Android took me to the year 42479
I spotted another wonky date bug in a piece of software a couple of years ago. I was playing with one of the "holiday" Android phones, and was trying to take a picture with it to share with some people. The phone offered a whole bunch of options, but "post to Buzz" was not one of them. That told me the product was doomed, since you could Tweet it, post it to Facebook and a bunch of things like that, but not Buzz.
Anyway, while fighting with this beast of a device, I managed to make it show me info on the dates and times when my pictures had been taken. It claimed that one of my photos had been taken in the year 42479! This was a new one by me. I've seen a lot of crazy dates, but a five digit year was not something I had experienced previously.
After playing around with the numbers for a while, it dawned on me: someone was taking a time expressed as milliseconds since the epoch and was handing it to a function which expected seconds since the epoch. It was easy enough to prove, too. With GNU date, you can do this:
date -d @`echo $(date +%s)000`
Doing that right now gives you a year up around 44258. Be aware though, that due to the funky shifting of values, one second of real time is equal to about 16 minutes in bizarro world. In other words, by the time you read this, it'll probably be well past that point.

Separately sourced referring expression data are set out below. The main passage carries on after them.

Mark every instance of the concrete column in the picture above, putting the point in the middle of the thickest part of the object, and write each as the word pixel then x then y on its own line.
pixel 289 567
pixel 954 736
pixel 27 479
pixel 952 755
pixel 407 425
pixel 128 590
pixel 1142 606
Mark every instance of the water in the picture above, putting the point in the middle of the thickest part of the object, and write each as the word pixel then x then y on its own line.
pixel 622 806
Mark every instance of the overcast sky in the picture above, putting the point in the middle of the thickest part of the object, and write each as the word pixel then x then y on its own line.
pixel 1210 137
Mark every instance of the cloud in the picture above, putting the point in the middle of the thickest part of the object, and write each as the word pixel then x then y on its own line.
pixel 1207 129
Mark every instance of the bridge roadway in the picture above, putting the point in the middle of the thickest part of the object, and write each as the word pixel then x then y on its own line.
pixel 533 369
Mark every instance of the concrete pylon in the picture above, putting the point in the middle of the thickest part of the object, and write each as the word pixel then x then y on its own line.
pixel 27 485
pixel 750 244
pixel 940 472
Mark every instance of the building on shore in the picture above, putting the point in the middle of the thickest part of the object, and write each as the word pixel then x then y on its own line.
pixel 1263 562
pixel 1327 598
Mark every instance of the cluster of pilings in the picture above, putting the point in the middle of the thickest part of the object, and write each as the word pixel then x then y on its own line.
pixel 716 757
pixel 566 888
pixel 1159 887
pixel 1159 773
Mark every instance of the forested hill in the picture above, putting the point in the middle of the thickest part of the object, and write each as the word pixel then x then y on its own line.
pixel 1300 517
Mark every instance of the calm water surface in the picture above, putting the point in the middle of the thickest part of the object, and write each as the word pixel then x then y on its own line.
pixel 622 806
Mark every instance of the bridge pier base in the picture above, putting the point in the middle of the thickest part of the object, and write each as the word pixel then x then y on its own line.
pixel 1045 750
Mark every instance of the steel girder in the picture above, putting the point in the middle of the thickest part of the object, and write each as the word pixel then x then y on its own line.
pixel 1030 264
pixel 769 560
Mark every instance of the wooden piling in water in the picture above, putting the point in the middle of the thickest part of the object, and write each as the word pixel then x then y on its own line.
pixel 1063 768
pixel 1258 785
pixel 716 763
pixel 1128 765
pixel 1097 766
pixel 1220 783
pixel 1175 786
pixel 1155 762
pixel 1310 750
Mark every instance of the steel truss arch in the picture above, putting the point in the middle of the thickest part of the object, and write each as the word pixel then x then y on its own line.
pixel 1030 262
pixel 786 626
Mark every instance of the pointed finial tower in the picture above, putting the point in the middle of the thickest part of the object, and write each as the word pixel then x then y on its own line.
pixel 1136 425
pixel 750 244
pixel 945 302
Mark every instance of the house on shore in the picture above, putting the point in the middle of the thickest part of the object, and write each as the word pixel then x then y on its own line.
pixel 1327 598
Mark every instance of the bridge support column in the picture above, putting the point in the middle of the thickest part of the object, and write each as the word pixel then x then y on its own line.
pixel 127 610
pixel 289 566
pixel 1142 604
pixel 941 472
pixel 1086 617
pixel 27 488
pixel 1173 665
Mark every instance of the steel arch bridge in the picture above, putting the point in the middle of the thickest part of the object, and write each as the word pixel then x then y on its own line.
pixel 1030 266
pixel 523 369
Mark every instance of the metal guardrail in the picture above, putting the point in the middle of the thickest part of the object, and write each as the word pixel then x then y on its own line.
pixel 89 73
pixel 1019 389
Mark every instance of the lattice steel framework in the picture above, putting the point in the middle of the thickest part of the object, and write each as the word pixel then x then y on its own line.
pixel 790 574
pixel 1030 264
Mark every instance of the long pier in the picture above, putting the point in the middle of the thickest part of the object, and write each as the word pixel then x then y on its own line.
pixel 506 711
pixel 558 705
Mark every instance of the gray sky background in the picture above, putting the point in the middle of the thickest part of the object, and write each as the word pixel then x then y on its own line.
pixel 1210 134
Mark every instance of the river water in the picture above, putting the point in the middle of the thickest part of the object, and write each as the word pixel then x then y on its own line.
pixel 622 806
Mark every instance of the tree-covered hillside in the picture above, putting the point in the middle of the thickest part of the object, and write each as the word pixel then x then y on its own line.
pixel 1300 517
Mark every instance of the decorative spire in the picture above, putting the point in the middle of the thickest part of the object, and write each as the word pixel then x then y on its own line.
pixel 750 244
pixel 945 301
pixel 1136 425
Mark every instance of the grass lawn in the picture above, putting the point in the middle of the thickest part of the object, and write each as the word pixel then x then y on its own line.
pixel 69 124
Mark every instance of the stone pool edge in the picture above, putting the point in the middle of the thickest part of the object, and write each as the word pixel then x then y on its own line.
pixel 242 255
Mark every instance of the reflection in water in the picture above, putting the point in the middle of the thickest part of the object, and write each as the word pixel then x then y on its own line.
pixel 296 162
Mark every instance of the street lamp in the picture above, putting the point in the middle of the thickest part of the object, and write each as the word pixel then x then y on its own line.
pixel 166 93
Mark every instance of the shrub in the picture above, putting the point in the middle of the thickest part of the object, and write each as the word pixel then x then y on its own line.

So that's advice for today: if you're working on something which generates dates for people to read, and they're five digit numbers north of 40,000, try taking a current time_t value and adding three zeroes to it. If it's the same thing, you probably have a disagreement in units somewhere.
This is just another one of those magic numbers I've picked up along the way. It's sort of like 497 days and Linux boxes. It's the sort of error you can count on seeing again.